Take a day-trip to the Ferrara countryside. All good pasta begins with the wheat, so you must choose your harvest carefully, examining the individual grains for hardness and color. Once the wheat you selected arrives, carefully grind it into flour. Then mix with water and knead the dough very forcefully until it reaches the proper texture with small bubbles forming within. If you concentrate on the finished dough as it rests you can see the noodles trapped within. All you have to do then is release them.

 
Once the raw noodles are hanging to dry, go the market before the sun rises and get a freshly deceased pig. Dissect it slowly, taking care to note how the skin is connected, where the veins are, the skeleton…all you really want are the tenderest morsels, so slice away only that flesh into small cubes.

Have two kitchen helpers start to shell the chestnuts. If they don’t do it right, send them away and do it yourself. Once you’re done, gently boil them in fresh whole milk until tender. Then drain, and reduce the milk that remains.

 

 Now you can prepare the dish. Put some salted water in a deep pot to boil the linguini. In a large pan sear the pork in a little olive oil, then reduce to medium heat until cooked. Add the reduced milk  and chestnuts and season with salt and pepper. Once the pasta is almost done, drain the noodles, and then attach them to the kitchen ceiling.
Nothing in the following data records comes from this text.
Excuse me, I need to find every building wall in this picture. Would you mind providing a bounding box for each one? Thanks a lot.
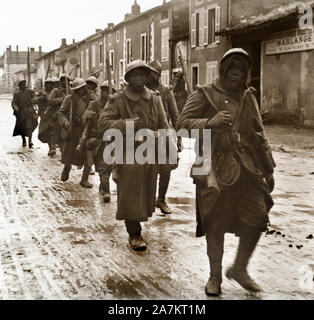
[262,41,314,126]
[231,0,314,25]
[189,0,230,88]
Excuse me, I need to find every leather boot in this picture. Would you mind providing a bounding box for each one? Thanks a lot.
[80,166,93,188]
[205,232,224,296]
[156,199,172,214]
[61,165,71,182]
[226,227,262,292]
[99,173,110,202]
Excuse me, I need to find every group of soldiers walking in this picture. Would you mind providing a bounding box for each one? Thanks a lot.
[11,48,276,297]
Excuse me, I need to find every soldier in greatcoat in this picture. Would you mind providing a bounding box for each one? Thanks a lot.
[98,60,170,251]
[57,78,93,187]
[178,48,276,295]
[47,74,71,155]
[147,60,180,215]
[12,80,38,148]
[83,80,117,202]
[33,78,55,155]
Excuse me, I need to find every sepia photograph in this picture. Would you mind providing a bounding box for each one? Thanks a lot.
[0,0,313,308]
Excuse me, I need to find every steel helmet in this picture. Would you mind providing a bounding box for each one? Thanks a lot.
[52,77,59,82]
[148,60,162,76]
[86,76,99,87]
[100,80,116,91]
[221,48,251,66]
[45,78,54,84]
[71,78,86,90]
[124,59,152,82]
[18,79,26,86]
[59,73,71,81]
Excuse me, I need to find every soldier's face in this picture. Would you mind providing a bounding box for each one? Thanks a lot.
[226,60,246,84]
[19,82,26,90]
[75,86,87,97]
[128,69,147,90]
[101,87,109,100]
[87,82,97,91]
[54,81,60,88]
[45,83,54,92]
[60,78,67,88]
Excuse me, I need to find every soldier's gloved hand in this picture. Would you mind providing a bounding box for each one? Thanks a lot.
[207,111,232,128]
[84,110,97,120]
[266,174,275,193]
[64,120,71,131]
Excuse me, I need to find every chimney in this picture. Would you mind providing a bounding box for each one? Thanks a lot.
[72,39,75,44]
[39,46,42,52]
[61,38,67,47]
[16,45,19,52]
[131,0,140,16]
[30,47,35,52]
[124,13,132,20]
[107,23,114,29]
[95,28,102,33]
[8,45,12,51]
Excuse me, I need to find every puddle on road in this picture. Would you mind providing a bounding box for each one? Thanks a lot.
[66,199,90,207]
[167,197,194,205]
[58,226,86,234]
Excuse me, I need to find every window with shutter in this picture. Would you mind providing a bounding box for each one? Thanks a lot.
[208,8,215,45]
[203,7,208,46]
[199,9,204,46]
[206,61,218,84]
[92,45,96,68]
[126,39,132,64]
[141,33,147,61]
[215,6,221,43]
[191,13,196,48]
[196,12,200,47]
[161,28,169,62]
[86,48,89,71]
[109,50,114,72]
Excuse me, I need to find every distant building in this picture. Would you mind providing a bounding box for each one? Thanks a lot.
[1,45,44,91]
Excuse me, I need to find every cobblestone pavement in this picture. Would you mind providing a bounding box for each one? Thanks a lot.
[0,94,313,300]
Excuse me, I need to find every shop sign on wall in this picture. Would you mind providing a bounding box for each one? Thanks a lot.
[266,28,314,55]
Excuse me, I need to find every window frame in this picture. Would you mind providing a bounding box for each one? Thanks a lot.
[161,27,169,62]
[140,33,147,62]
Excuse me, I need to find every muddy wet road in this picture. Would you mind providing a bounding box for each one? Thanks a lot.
[0,94,313,300]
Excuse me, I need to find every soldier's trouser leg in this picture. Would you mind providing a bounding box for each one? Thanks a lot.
[22,135,26,146]
[99,164,112,193]
[205,232,224,295]
[61,164,71,182]
[124,220,142,237]
[28,134,33,148]
[226,226,262,292]
[157,171,171,201]
[233,227,261,272]
[206,232,224,280]
[80,165,93,188]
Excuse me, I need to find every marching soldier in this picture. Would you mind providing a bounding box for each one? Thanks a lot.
[147,60,180,215]
[47,74,70,154]
[33,78,55,156]
[58,78,93,187]
[12,79,38,148]
[83,80,116,202]
[98,60,170,251]
[177,48,276,296]
[86,76,99,101]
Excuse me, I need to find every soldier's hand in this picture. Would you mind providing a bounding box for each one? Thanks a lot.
[64,120,71,131]
[207,111,232,128]
[84,110,96,120]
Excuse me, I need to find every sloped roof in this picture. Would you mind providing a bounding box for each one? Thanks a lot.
[217,1,314,35]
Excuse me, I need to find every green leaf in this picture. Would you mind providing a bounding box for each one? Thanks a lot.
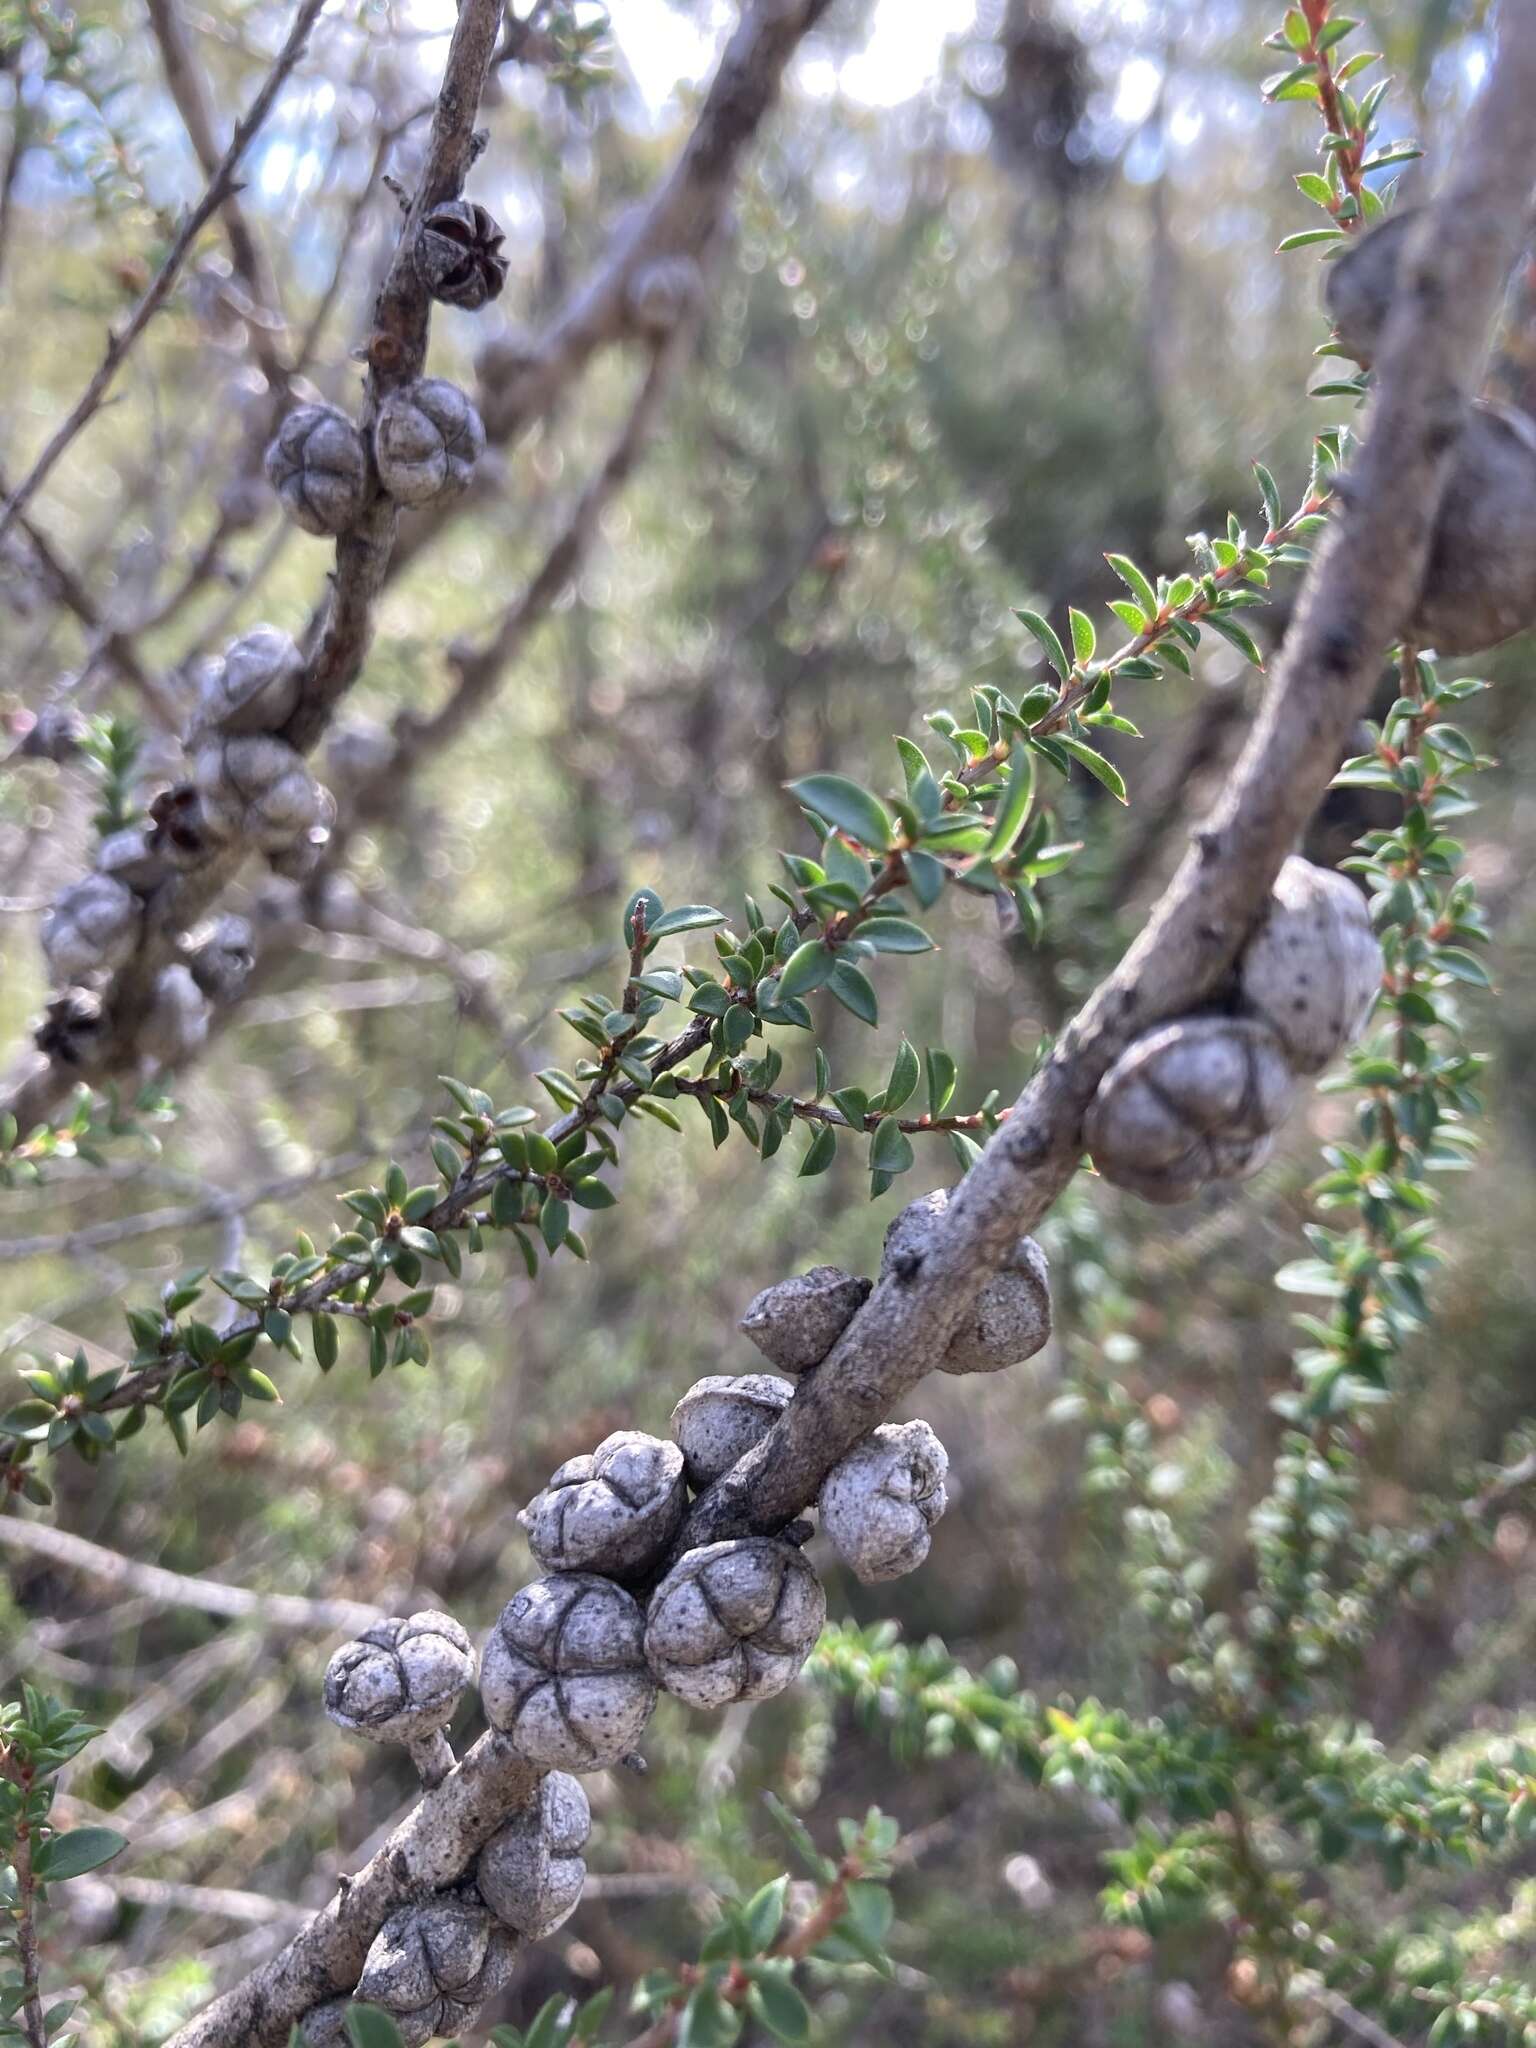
[677,1984,741,2048]
[1105,553,1158,619]
[903,848,945,909]
[746,1972,811,2045]
[786,775,892,852]
[312,1313,339,1372]
[799,1124,837,1177]
[1068,606,1096,666]
[1202,612,1265,668]
[34,1826,126,1881]
[870,1118,914,1177]
[827,961,878,1027]
[648,904,726,940]
[844,1879,894,1945]
[540,1196,570,1253]
[743,1874,788,1952]
[345,2009,408,2048]
[985,742,1036,860]
[883,1040,920,1114]
[1252,462,1283,531]
[1013,607,1068,681]
[722,1003,756,1054]
[1055,736,1128,804]
[1276,225,1343,249]
[776,942,834,1000]
[925,1046,957,1118]
[858,918,934,954]
[623,887,664,948]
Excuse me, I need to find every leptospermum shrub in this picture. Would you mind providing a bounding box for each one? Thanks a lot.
[5,5,1536,2045]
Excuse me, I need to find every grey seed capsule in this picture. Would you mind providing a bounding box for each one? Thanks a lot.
[196,625,304,735]
[476,1770,590,1938]
[881,1190,1051,1374]
[518,1430,686,1582]
[41,873,139,984]
[481,1573,655,1771]
[670,1373,792,1490]
[738,1266,870,1373]
[818,1420,949,1584]
[1238,855,1382,1074]
[355,1896,518,2044]
[1084,1015,1295,1206]
[645,1539,825,1711]
[323,1610,475,1746]
[192,734,323,853]
[264,403,368,537]
[374,378,485,507]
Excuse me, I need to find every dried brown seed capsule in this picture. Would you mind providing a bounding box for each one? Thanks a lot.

Now raise the kitchen table so you can reach the noodles by laying down on your back, and paint each individual noodle with the sauce. (Try not to swear too often at the pope as you do this even if you think he’s an ass, as you don’t want to spend eternity in hell.) It should take about 5 years but once you’re through you’ll realize you’ve made an incomparable masterpiece that will endure through time.

Not microwavable.

The real recipe: 
Ingredients: see ingredient list above
Cut an x into each chestnut and boil them briefly, 10 minutes or so, in water to soften the shells, drain and remove the shells. Boil the cleaned chestnuts then slowly in milk until tender through and through, adding the bay leaf into the pot. Strain, but set the resulting liquid aside and reduce it a bit on low heat. Rub the pork with olive oil, salt and pepper and sear both sides in a hot pan, and most of the chestnuts, then set aside. Cook the noodles (use according to taste, either fresh egg noodles made at the moment or dry. Farro (Emmer wheat) noodles work as well.) On high heat, place the condiment back on a burner, pour in some of the reduced milk-chestnut sauce, then pour in the almost-cooked noodles, toss then add cream (optional) and toss until you almost get to the right creamy consistency. Remove from the burner and add some grated cheese, toss well and let the cheese absorb and tie in the sauce until you get the right consistency. Plate, adding a few crumbled chestnuts over top. Serve with a well made Lambrusco.